Diversity in our Syllabi
Have you ever really, closely, inspected your syllabus? Not just to see how the grading scale works, but to see who’s represented in it?
Assistant Professor Jane Sumner has created a website that helps professors and others figure out the gender and racial balance in their bibliographies and syllabi.
“I want to present my students with a diversity of perspectives, and since our backgrounds and identities as scholars shape how we see the world—and thus which questions we ask and how we go about answering them—trying to assess the diversity of the researchers is one good way [to try to do] that.”
Sumner first became interested in this topic in grad school, when she found that a syllabus in one of her classes was predominantly made up of male authors and had little diversity.
She initially started sifting through her different bibliographies and syllabi to find gender identity and backgrounds of authors, but it was a tedious task.
“I figured there had to be a way to automate this process, and I like writing code in my spare time, so I decided just to solve my own problem,” Sumner says. A friend mentioned that she should make a website. So, she did just that.
The website Sumner created estimates the percentage of women, as well as census-defined racial groups, who are represented in a bibliography or syllabus. It was recently published by PS: Political Science and Politics, an academic journal with Cambridge University Press. Currently, an average of 3–5 people visit it per day, and a social media post on the U of M Department of Political Science’s account garnered a great deal of interest.
Representation in Classes
The website is by no means a substitute to doing research to assess how diverse a group of sources is, and a computer algorithm cannot make up for all forms of diverse backgrounds. But Sumner believes that it’s an important step, at the least, to including more representation in school readings.

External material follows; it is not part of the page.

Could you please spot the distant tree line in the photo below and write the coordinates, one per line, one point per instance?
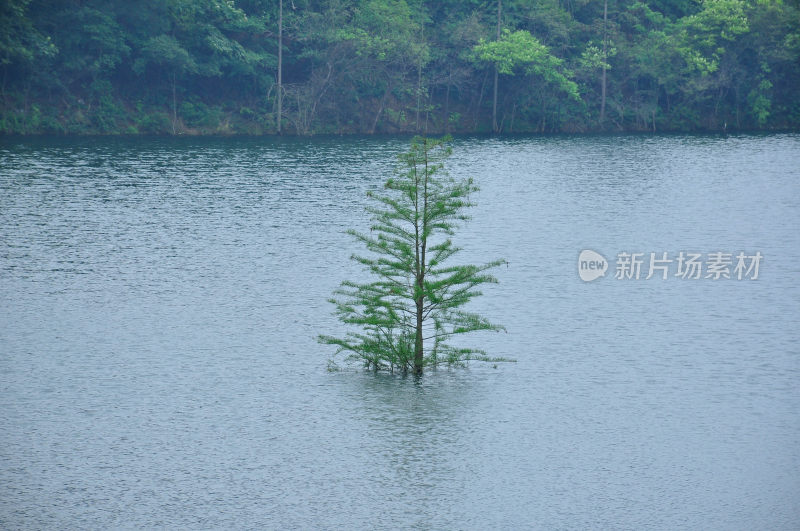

“My hope is that it removes practical roadblocks for people who would be interested in figuring out the gender balance of their bibliographies and syllabi but are deterred by the time and effort it takes to do so.”

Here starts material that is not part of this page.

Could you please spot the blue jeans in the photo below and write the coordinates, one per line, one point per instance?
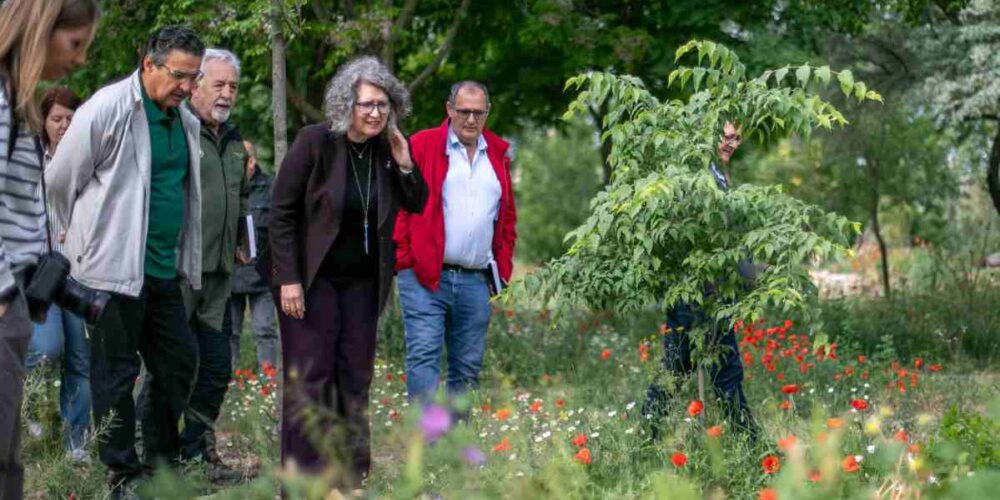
(62, 338)
(457, 315)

When Sumner used the website on her own syllabi, she found that most of the authors in her quantitative methodology work were male and white. This led her to start integrating more work by women, scholars of color, and authors of diverse backgrounds and perspectives into her classes.
Underrepresentation in reading lists forms an unfortunate narrative that only certain types of people are capable of being exceptional in their field. Sumner wants to help change this story.
“I want my students to all be able to look at the research we’re analyzing and see that someone like them could do it, no matter who they are.”